Since acclimatising to the real world I have been told I am more relaxed, more conscious of my eating, most definitely watch my caffeine intake and believe I am more balanced. I am trying to live the Gwinganna way – I dim the lights at night and aim for that penultimate 8 ¼ hours. I have coping mechanisms for dealing with stress to keep my body in the rest and digest zone, and am trying to treat my gut like a queen. Would I go again? Hell yes, I’ve already booked for next year!
Flight/flight or rest and digest theory
Man has evolved but the key ways we live have not. Nowadays, we are not fighting to survive, it is simply stress/caffeine producing the cortisol that pushes us into fight/flight mode.

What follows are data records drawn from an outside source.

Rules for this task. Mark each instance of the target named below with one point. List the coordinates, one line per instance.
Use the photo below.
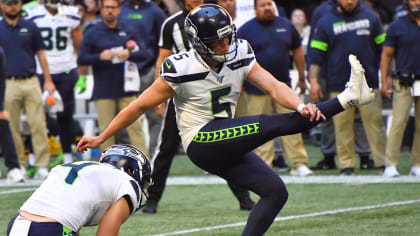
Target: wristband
(300, 107)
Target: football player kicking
(62, 35)
(86, 193)
(205, 83)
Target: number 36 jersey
(202, 94)
(56, 32)
(78, 194)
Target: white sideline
(284, 218)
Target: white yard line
(316, 179)
(19, 190)
(284, 218)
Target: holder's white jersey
(56, 31)
(78, 194)
(203, 94)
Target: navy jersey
(145, 20)
(272, 45)
(20, 44)
(404, 36)
(108, 76)
(203, 94)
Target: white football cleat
(391, 171)
(301, 171)
(415, 171)
(357, 91)
(15, 176)
(41, 173)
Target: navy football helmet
(208, 23)
(132, 161)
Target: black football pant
(64, 83)
(7, 145)
(165, 153)
(224, 147)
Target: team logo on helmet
(208, 23)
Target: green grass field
(187, 207)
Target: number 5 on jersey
(216, 106)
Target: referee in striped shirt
(173, 39)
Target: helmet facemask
(201, 44)
(133, 162)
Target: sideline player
(61, 33)
(205, 83)
(86, 193)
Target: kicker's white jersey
(56, 31)
(203, 94)
(78, 194)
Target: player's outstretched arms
(157, 93)
(113, 218)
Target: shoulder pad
(35, 12)
(242, 43)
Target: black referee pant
(8, 146)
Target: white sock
(67, 158)
(31, 159)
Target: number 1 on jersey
(216, 106)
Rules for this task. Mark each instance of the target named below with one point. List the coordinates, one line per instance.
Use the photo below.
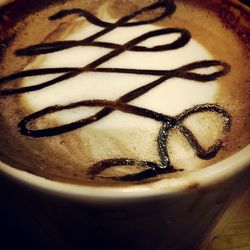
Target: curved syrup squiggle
(151, 169)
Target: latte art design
(168, 123)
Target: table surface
(233, 230)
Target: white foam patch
(171, 97)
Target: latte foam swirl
(169, 123)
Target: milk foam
(171, 98)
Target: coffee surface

This state is so detrimental to our well-being and body.
Instead, we should live adopt the rest and digest way of life, which enables us the time to heal. We are not primates so why live like one? Use your pre-frontal lobe to trust and control your mind.
We need to switch off our monkey brain! Turn blame into accountability; attack into understanding; and defensiveness into taking responsibility. Be the master of your attention.
The most important thing for health
Neither exercise and diet are number one for maintaining great health, it is sleep. You need a full 8 ¼ hours.
Sadly we are living longer but our bodies are aging faster. Our ways of living have evolved but we are still built like the past. Unless we change patterns I recommend some good health insurance or investing in hospitals. So keep moving!
Gwinganna is an hour’s drive from Brisbane, or there is a complimentary group bus that transfers guests directly from the Gold Coast Airport. There are also limousine or helicopter options, too, if you want to get there in style.